Her tongue licked mountains into icy peaks
topped with cold air.
Her syllables were forests of trees,
letters were blades of grass.
Butterflies, bats, the snake so debonair—
they were there.

Before Adam had seen it,
colour was not.
It was his camera eye
That made the rainbow,
traced constellations in the sky.
His eye and ear made rhyme.
The music of the spheres
was his creation.
Nothing could chime
before he came.

“Now we must make a god,”
said Adam-Eve.
“A golden calf, perhaps?”
We must believe
in something other than ourselves.”
So they invented sacrifice and shame.
Separate now, they stitched themselves new clothes.
Their orchard tree-house seemed too small and old.
They made new seasons, and Fall came,
but they were not the same.

Oberon is currently publishing a complete edition of all 19 of Elizabeth Brewster’s books of poetry. Volume one deals with the early poetry from the 1950s to 1970s.

Her many awards include:

Order of Canada

Lifetime Award for Excellence in the Arts 1995

E.J. Pratt Award for Poetry

Lifetime member of the League of Canadian Poets

Suggested titles: Jacob’s Dream (2002), Collected poems of Elizabeth Brewster 1, Oberon (2008) (Volume one is now available with more volumes to follow).

A final word about the League of Canadian Poets:

The League of Canadian Poets was founded in 1966 during an inspired meeting of Toronto and Montreal poets who wished to advance poetry in Canada and to promote the interests of Canadian poets. It was a bold, seminal idea, one that took hold and flourished. Today the League is Canada’s most effective instrument for bringing together poets and their audiences. As a non-profit organization it nurtures a professional poetic community, reaching out to audiences in schools, libraries, art galleries, and universities; it encourages publication, performance and recognition of Canadian poetry at home and abroad; it seeks to educate, and to facilitate the teaching of Canadian poetry at all levels of education.

The League has grown by leaps and bounds over the past 40+ years until today, 2008, when it encompasses about 600 poets, governed by an executive committee and several standing committees, all serving the interests of poets (from rights and freedoms, membership, feminist caucus, to copyright). It employs an effective staff, produces a newsletter, runs numerous programs including two major touring programs, offers several awards including those for an annual poetry contest for youth, and holds an annual general meeting (AGM), where new and ongoing members read and celebrate poetry and the poetic life. It facilitates international exhibits; it funds readings across the country, especially during National Poetry Month (April) with its W(r)ites of Spring when poetry’s vital place in Canadian culture is renewed; it lobbies governments and speaks out for poets on issues such as freedom of expression, the Public Lending Right, and CanCopy. And it has lobbied successfully for our own Canadian poet laureate.
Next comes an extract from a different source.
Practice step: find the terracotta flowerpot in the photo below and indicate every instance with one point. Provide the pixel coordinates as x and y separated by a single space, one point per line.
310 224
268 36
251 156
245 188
It leapt into the 21st century with an expansive website: www.poets.ca that includes an extensive site for young poets and their teachers (this one).

I first heard of the League in 1970 from Stephen Scobie in his University of Alberta poetry class, and, although I’m a fairly new member, I’ve always understood the League to be the lifeline of Canadian poetry. The writing life can be an isolating existence, but with the League, one is never really alone. For a poet, there is nothing quite like sitting in a room full of poets—it’s like sitting in a room full of wizards or mages—a powerful place of belonging, of renewal, of wild energy. This is what the League gives to Canadian poets so they can return joyously to their audiences. For those of you who are budding young poets we look forward to the day that we can read and hear your contributions to Canada’s other national dream.